七扇放过相厌,让他好好玩了会儿水,自己端了水去收拾屋子。
她捯饬了好一会儿,总算收拾了一间主卧出来,相厌玩够了来寻她,她正好把手洗干净了躺床上。
相厌浑身湿漉漉的,走进来带了一路的水痕。
七扇柳眉倒竖,“站住!”
相厌站在原地,歪头看她,漂亮的脸满是疑惑。
七扇从床上跳下来,数落他:“我刚刚才收拾干净的屋子,你给弄湿了!”她摸了摸他身上泛着蛇鳞光泽的衣服,“你身上湿的,不难受啊?”
相厌这才算明白她是说什么了,偏着的头摆正,似乎有一阵风过,身上便清清爽爽的了。
七扇一看地面,地上的水渍也没了。
“厉害啊!”她来了兴致,“相厌,你还会什么?”
相厌抿唇,十分认真地思索了好一会儿。
七扇见他是想不出什么了,走回床上躺着,指了指床上的蜘蛛网,“你能把这些蜘蛛网和灰尘弄干净吗?”
相厌抬手,指尖动了动,七扇明显感觉四周空气都清新了,那种久未住人的灰尘味顿时荡然无存!蛛网也不见了!
七扇惊喜地坐起身,冲他勾勾手,“相厌,过来过来。”
相厌轻快地走到她身边,七扇拍拍床沿,“坐。”
他乖乖坐下,七扇趴他肩上,“相厌,你能削平一座山吗?”
相厌摇晃着脑袋,在思考。
七扇转着眸子,又问:“你记得落哲吗?”
看他微微噘着嘴,似乎在努力回想。
“那你记得和你打架的那个人吗?那个穿白衣服的。”七扇循循引诱。
“记得。”相厌总算能答上一个问题,连忙回道。
七扇道:“你跟我说说,你们为什么要打架?”
相厌并没有对落哲表现出很大的反感,只是有些无奈道:“他总是压迫我。”
“怎么个压迫法?”
相厌垂眸,似乎在组织语言,黑而滑的头发从肩膀上落下几绺在脸侧,磁性的少年音压得很低:“很难受,压抑。”
七扇捞起那几缕发丝给他归到耳后,“所以你就和他打架?想让自己不那么难受?”
“嗯。

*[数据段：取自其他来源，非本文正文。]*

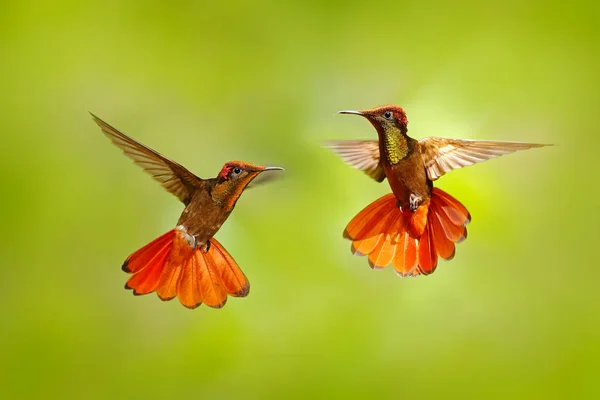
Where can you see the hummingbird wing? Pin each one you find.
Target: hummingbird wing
(172, 176)
(441, 155)
(360, 154)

”
“你知道他是谁吗?”
相厌摇摇头。
“那你们什么时候开始对抗的?”
“自我有意识以来,他一直在。”
七扇蹙眉:“你知不知道他有一盏灯,很厉害的灯。”
“嗯。”相厌的脸上很平静,似乎对提及的落哲的存在早已觉得稀疏平常。
“他用那个灯与你交手吗?”七扇又问。
“那个灯很厉害,”相厌赞道,又有些小得意,“但也不是打不过。”
七扇想知道尽可能多的情报,但没有对比,无法得知他们与楼有酥交手到底谁更有胜算。
相厌还听话地坐在这儿等她发问,她却不知道问什么了,满心算计时心里忽然生出一丝若有似无的难捱情绪。
相厌,真的太乖了……
其实相厌一直都很乖,在华凤顶的时候也是,听话好哄,被她耍得团团转,却还一直相信她。
出任务这么久,还从没遇到过这样的。
七扇不想对任务面位的人产生太多感情,能回避就回避,不能回避的也会选择性遗忘,这是一种本能的自我保护机制,上军校的时候培训过,她自己也一直努力践行着。

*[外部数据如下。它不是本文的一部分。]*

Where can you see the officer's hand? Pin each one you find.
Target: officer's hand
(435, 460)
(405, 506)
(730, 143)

有时候她甚至拿他们当npc来看,以一种超脱的游戏心态轻灵地游走在这些面位,毕竟只要完成任务就能回去,不长久的东西,当不得真。
但这种需要用感情匡扶的任务似乎不太一样。
她摸了摸相厌的脑袋,叹口气,“今晚你睡哪儿?”
相厌转眸看她,漂亮的眉眼似乎在问,不和你睡一起吗?
在华凤顶的时候,相厌一直睡自己的床,七扇睡榻上,睡烦了就让相厌去睡榻,但榻比较小,他蜷在榻上会把尾巴掉到地上,而且他是一条要盖被子的蛇,所以有时候会偷偷溜回床上盖被子,床很大,他盘在角落也碍不着七扇,七扇就由他去了。

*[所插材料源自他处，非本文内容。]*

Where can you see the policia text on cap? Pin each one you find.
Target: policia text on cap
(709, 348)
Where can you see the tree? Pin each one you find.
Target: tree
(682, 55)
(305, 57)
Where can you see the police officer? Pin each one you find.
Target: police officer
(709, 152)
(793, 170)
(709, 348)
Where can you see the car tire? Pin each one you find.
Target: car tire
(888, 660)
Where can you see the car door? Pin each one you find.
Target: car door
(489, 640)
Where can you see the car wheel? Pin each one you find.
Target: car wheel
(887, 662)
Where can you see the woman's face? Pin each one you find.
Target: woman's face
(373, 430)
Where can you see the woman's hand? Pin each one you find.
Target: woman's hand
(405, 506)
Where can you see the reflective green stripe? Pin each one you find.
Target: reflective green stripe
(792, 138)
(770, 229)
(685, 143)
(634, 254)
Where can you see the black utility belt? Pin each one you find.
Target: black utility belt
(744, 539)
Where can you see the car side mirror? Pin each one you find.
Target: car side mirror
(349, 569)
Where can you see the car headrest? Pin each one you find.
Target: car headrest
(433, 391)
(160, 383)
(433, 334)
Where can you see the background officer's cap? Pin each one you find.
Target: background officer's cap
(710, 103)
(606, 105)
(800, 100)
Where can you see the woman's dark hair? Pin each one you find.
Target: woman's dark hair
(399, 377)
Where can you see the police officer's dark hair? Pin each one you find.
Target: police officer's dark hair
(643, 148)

但现在这个床比不上华凤顶的大床,他要是在床尾盘起来她就没地方放脚了。
七扇指着地面,“不然你睡地上。”
相厌懵懵地点点头,从七扇手中接过薄被,变成一团蛇就盘在床畔的地上了。
七扇有意让他养成保持人身的习惯,伸脚踢踢正在盖被子的蛇,“变成人身睡。”
蛇只得散开蜷起的尾巴,展开成个人,学着七扇的样子把自己打得很直,拉过被子睡觉。
七扇盘算着今后的事暂时没有睡意,想了会儿去看地上的相厌,明明刚刚还躺得挺直的身子此刻抱膝蜷起,用被子把自己裹得很严实,像个没有安全感的少年。
睡颜眉目如画,丰神俊朗。
小少年可真俊。
七扇支起身子去观赏他,相厌没有落哲类似神的温润厚重,也没有楼有酥矛盾的随和妖冶,他看起来不太聪明的样子,却有一种很独特的少年感。
一点也不像个恶灵。
睡不着好无聊,玩玩相厌。
七扇坐起来拿脚踩相厌肩膀,看着那高山雪莲般的如玉容颜,她坏心地拿脚趾戳了戳,有种亵渎的怪异窃喜。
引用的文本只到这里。